Research Project: Experimentally Assessing and Modeling the Impact of Climate and Management on the Resiliency of Crop-Weed-Soil Agro-Ecosystems

Location: Adaptive Cropping Systems Laboratory

Title: Improving cotton simulation model, GOSSYM, for soil, photosynthesis, and transpiration processes

Author
item BEEGUM, SAHILA - University Of Nebraska
item Timlin, Dennis
item REDDY, RAJA KAMBHAM - Mississippi State University
item Reddy, Vangimalla
item SUN, WENGUANG - University Of Nebraska
item WANG, ZHUANGJI - University Of Maryland
item Fleisher, David
item RAY, CHITTARANJAN - University Of Nebraska

Submitted to: Scientific Reports
Publication Type: Peer Reviewed Journal
Publication Acceptance Date: 4/28/2023
Publication Date: 5/5/2023
Citation: Beegum, S., Timlin, D.J., Reddy, R., Reddy, V., Sun, W., Wang, Z., Fleisher, D.H., Ray, C. 2023. Improving cotton simulation model, GOSSYM, for soil, photosynthesis, and transpiration processes. Scientific Reports. 13:7314. https://doi.org/10.1038/s41598-023-34378-3.
DOI: https://doi.org/10.1038/s41598-023-34378-3

Interpretive Summary: GOSSYM is an existing model for simulating cotton crop growth and development. The soil, photosynthesis, and transpiration simulation modules of GOSSYM are found to have certain limitations in their predictions. The present study improves these three simulation modules (soil, photosynthesis, and transpiration) in GOSSYM by replacing them with more robust modules based on advanced theories. Measured data of plant growth and development from the field and experimental crop growth studies were used to evaluate the performance of the modified GOSSYM model. Modified GOSSYM was found to improve the simulation of soil, photosynthesis, and transpiration processes, thereby improving the predictive ability of cotton crop growth and development. This research and the newly developed model will be helpful for scientists, agricultural managers, and policymakers interested in assessing the effects of soil, water, temperature, carbon dioxide dynamics, nutrient stresses, etc., on cotton crop growth and development and in making adaptation strategies.

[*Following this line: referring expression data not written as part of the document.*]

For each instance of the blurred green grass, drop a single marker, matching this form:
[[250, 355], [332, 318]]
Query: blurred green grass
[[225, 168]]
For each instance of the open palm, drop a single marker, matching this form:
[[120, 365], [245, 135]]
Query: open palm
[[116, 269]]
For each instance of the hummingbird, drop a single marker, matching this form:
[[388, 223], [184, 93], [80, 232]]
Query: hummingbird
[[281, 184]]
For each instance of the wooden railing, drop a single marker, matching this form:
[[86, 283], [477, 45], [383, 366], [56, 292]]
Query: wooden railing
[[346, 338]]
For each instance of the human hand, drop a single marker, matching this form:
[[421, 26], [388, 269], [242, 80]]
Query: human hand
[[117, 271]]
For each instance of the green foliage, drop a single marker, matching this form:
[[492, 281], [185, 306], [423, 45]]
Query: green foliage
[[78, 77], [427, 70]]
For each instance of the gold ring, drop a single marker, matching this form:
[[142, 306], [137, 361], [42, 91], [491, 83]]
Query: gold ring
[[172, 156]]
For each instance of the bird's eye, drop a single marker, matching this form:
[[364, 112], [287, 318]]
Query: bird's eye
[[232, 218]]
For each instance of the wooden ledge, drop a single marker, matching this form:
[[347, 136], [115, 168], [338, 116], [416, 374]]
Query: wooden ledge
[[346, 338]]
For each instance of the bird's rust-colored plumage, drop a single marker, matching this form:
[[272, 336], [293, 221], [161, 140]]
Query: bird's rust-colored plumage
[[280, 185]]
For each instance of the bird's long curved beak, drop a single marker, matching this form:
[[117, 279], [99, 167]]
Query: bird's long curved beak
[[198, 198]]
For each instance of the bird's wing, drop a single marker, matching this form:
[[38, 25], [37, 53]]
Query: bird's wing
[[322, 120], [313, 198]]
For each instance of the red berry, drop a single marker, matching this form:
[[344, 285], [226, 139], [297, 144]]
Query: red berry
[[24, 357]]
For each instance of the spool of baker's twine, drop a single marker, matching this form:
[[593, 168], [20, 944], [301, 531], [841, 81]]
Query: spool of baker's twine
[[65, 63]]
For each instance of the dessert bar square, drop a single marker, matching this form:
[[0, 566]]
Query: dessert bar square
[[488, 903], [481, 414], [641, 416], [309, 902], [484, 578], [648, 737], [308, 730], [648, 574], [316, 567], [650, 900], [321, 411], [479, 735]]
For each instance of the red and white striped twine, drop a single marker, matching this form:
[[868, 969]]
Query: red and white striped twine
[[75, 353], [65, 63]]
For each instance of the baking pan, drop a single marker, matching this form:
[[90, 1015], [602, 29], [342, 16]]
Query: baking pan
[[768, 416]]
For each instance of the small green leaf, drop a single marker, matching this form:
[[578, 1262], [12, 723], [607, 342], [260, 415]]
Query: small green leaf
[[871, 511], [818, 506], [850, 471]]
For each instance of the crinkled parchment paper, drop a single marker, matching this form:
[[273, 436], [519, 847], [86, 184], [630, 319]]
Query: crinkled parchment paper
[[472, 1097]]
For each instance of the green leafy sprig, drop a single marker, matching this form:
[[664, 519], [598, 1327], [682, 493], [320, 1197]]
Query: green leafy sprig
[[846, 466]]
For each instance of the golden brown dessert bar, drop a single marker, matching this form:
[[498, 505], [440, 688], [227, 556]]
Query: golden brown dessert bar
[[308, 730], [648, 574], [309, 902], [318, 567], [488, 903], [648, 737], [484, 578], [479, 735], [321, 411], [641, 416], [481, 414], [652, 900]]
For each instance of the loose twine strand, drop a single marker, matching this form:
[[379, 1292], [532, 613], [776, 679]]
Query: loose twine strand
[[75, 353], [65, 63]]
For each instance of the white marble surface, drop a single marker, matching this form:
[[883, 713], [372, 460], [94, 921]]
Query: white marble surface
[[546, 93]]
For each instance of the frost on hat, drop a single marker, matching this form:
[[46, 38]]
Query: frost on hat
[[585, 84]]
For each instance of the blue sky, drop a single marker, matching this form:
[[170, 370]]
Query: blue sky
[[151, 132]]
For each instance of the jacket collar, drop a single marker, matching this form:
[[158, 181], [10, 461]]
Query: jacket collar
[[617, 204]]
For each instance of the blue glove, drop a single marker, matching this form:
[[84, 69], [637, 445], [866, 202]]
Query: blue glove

Technical Abstract: GOSSYM, a mechanistic, process-level cotton crop simulation model, has a two-dimensional (2D) gridded soil model called RHIZOS that simulates the below-ground processes daily. Water movement is based on gradients of water content and not hydraulic heads. In GOSSYM, photosynthesis is calculated using a daily empirical light response function that requires calibration for response to elevated carbon dioxide (CO2). This report discusses improvements made to the GOSSYM model for soil, photosynthesis, and transpiration processes. GOSSYM's predictions of below-ground processes using RHIZOS are improved by replacing it with 2DSOIL, a mechanistic 2D finite element soil process model. The photosynthesis and transpiration model in GOSSYM is replaced with a Farquhar biochemical model and Ball-Berry leaf energy balance model. The newly developed model (modified GOSSYM) is evaluated using field-scale and experimental data from SPAR (soil-plant-atmosphere-research) chambers. Modified GOSSYM better predicted net photosynthesis (root mean square error (RMSE) 25.5 versus 45.2 g CO2 m-2 day-1; index of agreement (IA) 0.89 versus 0.76) and transpiration (RMSE 3.3 versus 13.7 liters m-2 day-1; IA 0.92 versus 0.14) and improved the yield prediction by 6.0 %. Modified GOSSYM improved the simulation of soil, photosynthesis, and transpiration processes, thereby improving the predictive ability of cotton crop growth and development.